There are no plans to downsize the St. Lucia civil service or cut the salaries of civil servants, Prime Minister Allen Chastanet has said.
Responding to a reporter’s question about rumours of pay cuts and downsizing at a press briefing on Tuesday, Chastanet emphasized that his government intends “to help improve the productivity of the civil service” and that if there is going to be any downsizing of the civil service it is going to come through attrition.
Attrition is the gradual reduction of the size of a workforce by not replacing personnel lost through retirement or resignation.
“The first part is to create a process change so that’s what we call the re-engineering of the civil service, with the idea of maybe being able to get people to have higher salaries but less people, but it’s going to be done through attrition.
“There is absolutely no proposal on the table that I know of, and I am the minister of finance, to any pay cuts. Not part of the proposal, never been even considered to be part of the proposal.
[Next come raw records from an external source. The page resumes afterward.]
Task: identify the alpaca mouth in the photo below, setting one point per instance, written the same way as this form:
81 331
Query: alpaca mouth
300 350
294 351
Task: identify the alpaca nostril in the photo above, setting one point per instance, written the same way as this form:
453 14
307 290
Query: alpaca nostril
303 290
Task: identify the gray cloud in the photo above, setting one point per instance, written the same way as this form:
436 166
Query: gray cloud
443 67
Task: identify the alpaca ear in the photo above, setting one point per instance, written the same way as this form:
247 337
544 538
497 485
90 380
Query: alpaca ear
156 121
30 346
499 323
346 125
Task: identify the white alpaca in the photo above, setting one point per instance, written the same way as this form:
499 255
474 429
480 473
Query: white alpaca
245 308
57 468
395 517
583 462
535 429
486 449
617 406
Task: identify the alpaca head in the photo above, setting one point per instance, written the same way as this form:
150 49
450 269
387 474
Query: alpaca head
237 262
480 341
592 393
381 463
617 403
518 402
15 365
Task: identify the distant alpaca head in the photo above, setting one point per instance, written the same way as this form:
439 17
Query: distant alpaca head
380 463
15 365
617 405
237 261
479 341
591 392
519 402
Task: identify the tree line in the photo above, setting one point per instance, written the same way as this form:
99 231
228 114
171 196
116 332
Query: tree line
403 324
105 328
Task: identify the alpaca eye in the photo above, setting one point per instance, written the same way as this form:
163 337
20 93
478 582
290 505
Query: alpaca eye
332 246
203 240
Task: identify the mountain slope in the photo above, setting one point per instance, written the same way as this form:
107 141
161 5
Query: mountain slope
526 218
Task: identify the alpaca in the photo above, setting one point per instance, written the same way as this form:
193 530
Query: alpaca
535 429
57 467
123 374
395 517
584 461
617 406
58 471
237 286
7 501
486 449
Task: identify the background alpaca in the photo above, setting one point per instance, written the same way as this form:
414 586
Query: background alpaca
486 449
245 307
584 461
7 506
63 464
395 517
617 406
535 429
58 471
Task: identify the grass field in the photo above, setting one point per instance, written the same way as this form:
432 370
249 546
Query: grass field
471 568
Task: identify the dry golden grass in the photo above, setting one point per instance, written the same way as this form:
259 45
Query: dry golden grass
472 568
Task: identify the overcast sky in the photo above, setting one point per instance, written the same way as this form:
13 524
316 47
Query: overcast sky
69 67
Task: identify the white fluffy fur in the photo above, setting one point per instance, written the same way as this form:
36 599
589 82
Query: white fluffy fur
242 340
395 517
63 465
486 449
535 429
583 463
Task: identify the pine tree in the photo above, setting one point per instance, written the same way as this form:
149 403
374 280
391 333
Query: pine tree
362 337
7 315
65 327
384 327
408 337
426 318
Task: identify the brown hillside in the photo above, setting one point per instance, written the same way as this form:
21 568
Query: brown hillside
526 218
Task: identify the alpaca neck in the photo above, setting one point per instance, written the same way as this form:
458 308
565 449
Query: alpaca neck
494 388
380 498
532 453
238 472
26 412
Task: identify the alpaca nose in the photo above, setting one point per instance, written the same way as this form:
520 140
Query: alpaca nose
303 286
We have continuously talked about how we can strengthen the civil service, how can we make more resources available to them,” he explained.
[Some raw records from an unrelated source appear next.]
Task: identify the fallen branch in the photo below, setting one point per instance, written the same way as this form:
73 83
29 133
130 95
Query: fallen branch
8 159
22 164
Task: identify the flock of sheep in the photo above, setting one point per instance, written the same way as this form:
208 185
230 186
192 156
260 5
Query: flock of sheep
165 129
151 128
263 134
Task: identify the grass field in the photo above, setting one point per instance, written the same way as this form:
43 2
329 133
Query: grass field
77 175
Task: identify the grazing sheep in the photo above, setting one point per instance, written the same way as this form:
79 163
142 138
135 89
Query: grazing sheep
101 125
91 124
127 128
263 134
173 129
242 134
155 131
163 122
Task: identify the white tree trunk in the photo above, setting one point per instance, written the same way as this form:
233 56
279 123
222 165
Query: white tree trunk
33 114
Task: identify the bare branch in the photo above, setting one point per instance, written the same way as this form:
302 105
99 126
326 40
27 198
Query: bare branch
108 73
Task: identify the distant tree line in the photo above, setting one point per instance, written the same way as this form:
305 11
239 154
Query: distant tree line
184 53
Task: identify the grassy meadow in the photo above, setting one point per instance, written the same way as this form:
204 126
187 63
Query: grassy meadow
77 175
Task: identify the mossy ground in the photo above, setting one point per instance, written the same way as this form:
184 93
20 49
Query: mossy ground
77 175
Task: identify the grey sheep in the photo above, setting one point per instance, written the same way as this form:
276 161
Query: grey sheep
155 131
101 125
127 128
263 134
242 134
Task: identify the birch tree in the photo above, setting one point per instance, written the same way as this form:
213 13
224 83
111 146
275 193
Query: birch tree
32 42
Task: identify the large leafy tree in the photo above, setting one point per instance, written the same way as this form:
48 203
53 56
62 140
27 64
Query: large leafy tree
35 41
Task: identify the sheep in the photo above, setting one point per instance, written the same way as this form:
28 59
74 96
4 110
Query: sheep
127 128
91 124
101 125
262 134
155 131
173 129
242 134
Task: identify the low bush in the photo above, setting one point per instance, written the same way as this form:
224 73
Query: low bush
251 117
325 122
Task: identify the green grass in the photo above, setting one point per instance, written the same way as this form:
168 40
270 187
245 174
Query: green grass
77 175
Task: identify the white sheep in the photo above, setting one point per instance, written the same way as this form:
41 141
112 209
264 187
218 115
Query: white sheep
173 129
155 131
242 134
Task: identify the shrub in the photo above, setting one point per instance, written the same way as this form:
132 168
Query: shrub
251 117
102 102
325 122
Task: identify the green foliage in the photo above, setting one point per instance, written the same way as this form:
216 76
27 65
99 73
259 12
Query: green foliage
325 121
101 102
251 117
Chastanet said government’s budget has been “depleted severely” because monies that should be fixing infrastructure and fixing schools, among other things, have been cut.
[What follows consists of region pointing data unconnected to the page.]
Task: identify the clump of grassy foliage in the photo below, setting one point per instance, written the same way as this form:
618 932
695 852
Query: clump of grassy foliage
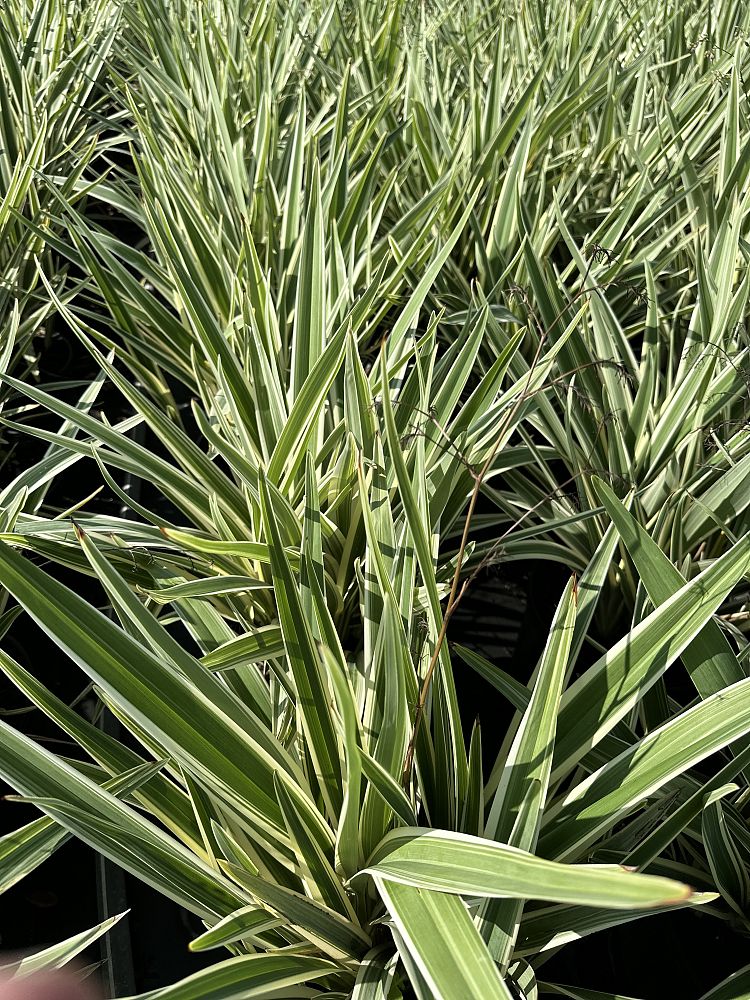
397 291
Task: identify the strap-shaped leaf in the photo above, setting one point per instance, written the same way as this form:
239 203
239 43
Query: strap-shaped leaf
443 943
457 863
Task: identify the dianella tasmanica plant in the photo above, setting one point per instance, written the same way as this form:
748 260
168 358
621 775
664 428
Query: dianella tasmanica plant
314 372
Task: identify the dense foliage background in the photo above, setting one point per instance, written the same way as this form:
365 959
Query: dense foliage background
369 302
He said no “policy adjustments” have been made to address this matter, while the level of expenditure continues to be primarily driven by the level of debt.
“So when you looked… from 2011 all the way until 2016, the fastest growing expenditure item was debt-financing. That’s what we we’ve gotta be able to solve,” he said.
Chastanet further noted that the economy is not big enough to cover the country’s expenses.
“Healthcare we are under financed, education we are underfinance, policing we are underfinanced, infrastructure we are underfinanced.”
And increasing taxes will not solve the issue, he said.
“If we continue to increase taxes because we believe that we are entitled to be able to make those expenditures, we think that is going to come at the expense of investment, so the more taxes you put on, the more it discourages people from investing in their country.
“And that’s why when I hear people saying… how can Chastanet be saying that the country is broke but at the same time he is lowering taxes? Because the goal of our government, and we’ve said it, is to double the GDP (Gross Domestic Product). So we must make St. Lucia more attractive to be able to invest and that investment is not just foreign direct investment, it is regional investment and it is local investment.
“So how do you encourage people to invest? They must have confidence that when they put the money in that there is an opportunity for them to see a return on that investment. So that’s why we are trying to put more money in people’s pockets, that people have the consumption power to be able to buy homes, to go to the grocery, and that’s how investors see that there is a return on their investment.”